Gush Etzion Regional Council Chairman Shlomo Ne’eman said that many of his residents “simply don’t connect” to protests like the kind seen at other demolitions.

15-year-old Eitan Kalman, who was among the dozens of young men sitting on the living room floor inside the last Netiv HaAvot home to be demolished, said that protesting to him meant “being picked up, dragged out and then heading back home to Alon Shvut.”

“This isn’t Amona. Nobody here really wants to leave in handcuffs.”

The low turnout and broader Israeli public’s lack of interest in the Supreme Court’s demolition order against the Elazar neighborhood might have had something to do with the how the issue was framed by Netiv HaAvot residents themselves.
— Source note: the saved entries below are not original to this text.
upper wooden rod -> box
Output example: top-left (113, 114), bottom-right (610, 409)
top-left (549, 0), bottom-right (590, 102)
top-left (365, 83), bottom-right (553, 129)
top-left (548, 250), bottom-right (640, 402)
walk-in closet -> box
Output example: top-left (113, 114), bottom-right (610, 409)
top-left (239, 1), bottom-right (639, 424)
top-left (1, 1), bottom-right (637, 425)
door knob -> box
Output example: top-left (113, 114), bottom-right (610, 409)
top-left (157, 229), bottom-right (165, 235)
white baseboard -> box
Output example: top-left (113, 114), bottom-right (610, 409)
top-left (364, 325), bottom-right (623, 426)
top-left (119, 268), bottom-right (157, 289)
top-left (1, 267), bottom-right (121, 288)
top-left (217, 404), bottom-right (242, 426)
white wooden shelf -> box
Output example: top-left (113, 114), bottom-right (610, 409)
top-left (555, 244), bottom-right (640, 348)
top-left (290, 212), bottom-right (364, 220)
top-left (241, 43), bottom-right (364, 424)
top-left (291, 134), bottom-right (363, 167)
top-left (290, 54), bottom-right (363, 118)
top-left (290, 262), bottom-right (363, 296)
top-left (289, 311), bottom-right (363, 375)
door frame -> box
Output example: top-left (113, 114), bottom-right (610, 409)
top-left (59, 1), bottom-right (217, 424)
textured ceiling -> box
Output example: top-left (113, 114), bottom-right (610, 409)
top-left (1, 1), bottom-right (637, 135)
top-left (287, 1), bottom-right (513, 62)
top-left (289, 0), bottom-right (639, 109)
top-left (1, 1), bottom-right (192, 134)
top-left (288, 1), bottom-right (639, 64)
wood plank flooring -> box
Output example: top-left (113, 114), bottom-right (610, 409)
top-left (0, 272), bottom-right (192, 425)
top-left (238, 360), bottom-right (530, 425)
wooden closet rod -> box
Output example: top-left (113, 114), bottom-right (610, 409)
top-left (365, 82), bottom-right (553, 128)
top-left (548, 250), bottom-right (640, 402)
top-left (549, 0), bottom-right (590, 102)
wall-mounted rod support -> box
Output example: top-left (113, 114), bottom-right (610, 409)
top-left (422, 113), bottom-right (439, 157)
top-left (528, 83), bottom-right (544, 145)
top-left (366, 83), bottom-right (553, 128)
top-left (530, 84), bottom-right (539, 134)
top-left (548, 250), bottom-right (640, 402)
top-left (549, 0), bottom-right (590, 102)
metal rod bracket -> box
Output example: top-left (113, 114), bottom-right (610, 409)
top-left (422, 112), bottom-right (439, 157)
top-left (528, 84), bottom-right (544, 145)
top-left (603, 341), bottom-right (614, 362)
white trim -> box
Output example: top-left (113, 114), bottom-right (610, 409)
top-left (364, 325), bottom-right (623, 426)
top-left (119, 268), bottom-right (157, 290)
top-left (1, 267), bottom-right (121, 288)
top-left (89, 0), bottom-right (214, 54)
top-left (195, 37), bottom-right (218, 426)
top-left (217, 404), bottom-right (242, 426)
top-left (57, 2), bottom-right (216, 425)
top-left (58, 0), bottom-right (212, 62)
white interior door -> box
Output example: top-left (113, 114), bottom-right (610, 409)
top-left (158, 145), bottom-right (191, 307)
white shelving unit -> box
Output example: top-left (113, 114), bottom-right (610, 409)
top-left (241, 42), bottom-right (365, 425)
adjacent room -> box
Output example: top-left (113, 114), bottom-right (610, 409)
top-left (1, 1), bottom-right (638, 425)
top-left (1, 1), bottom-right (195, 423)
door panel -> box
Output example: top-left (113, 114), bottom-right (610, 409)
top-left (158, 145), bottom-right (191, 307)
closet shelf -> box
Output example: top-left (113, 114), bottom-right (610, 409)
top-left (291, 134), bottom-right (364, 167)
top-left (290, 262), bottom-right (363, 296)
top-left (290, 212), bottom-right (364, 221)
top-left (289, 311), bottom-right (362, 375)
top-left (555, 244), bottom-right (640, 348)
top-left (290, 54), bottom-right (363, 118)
On one hand, local families referred to themselves as “normative people” — Gush Etzion residents “living in the heart of the Israeli consensus.” But at the same time, public relations videos released in the months leading up to the demolition referred to their living there as an “ideological” decision made on behalf of the land of Israel.

The desire to simultaneously appear as both ideologically committed to the Jewish struggle for the homeland and “normal” to the more westernized Israeli ruling class might have cost the community support from both sides of the political map. Gush Etzion residents will ultimately need to choose between the struggle for the land of Israel and being accepted as part of the Israeli mainstream.

Attempting to have their cake and eat it too in this regard has privileged Gushnikim far more than other West Bank Jews, who have trouble relating to the bourgeois colonialist lifestyle and “settler” mentality that characterizes Gush Etzion.

While Jews living in the northern West Bank are typically among the more hardcore activists one would expect to see on the rooftops of homes slated for demolition, the geographical distance from Elazar was not the only reason many didn’t show up this week.

One activist living in a village near the northern West Bank community of Yitzhar laughed when asked whether or not he planned to resist the demolitions at Elazar.

“You call that resistance? It’s a bunch of Ashkenazim singing ‘koombaya,’” he said, mocking the Gush Etzion residents for living “comfortable lifestyles in their massive villas.”

Public figures supportive of Jewish communities in the West Bank, however, arrived in Netiv HaAvot Thursday to encourage the Jews who lost their homes.

Member of Knesset Motti Yogev (Bayit Yehudi) visited the expelled families Thursday morning and watched as the final houses were demolished.

“These are difficult sights to see,” Yogev told journalists. “The unnecessary destruction of homes in Netiv HaAvot in the land of Israel, the great pain of the families, the great pain of the Jewish people and the great pain of the Israel Defense Forces, which was forced to deal with this. This is all the responsibility of the Supreme Court, which again harmed both the fabric of Israeli life and our presence in the land of Israel.”

“I have no doubt that we will know how to restrain the Supreme Court and put it in its place,” he added. “We will also continue to build the Netiv HaAvot neighborhood and build hundreds of homes here, as well as in the entire land of Israel.”

“The sights make one shudder, and the thought of why this is happening makes one shudder even more,” said MK Rabbi Yehuda Glick (Likud).

“It brings me back to the sights of Gush Katif, for which today we are paying the price. It’s just awful. It’s done just because of the evil of organizations that decided to talk for Palestinians, as it were, even though no Palestinian is going to get any benefit from this. There are no words.”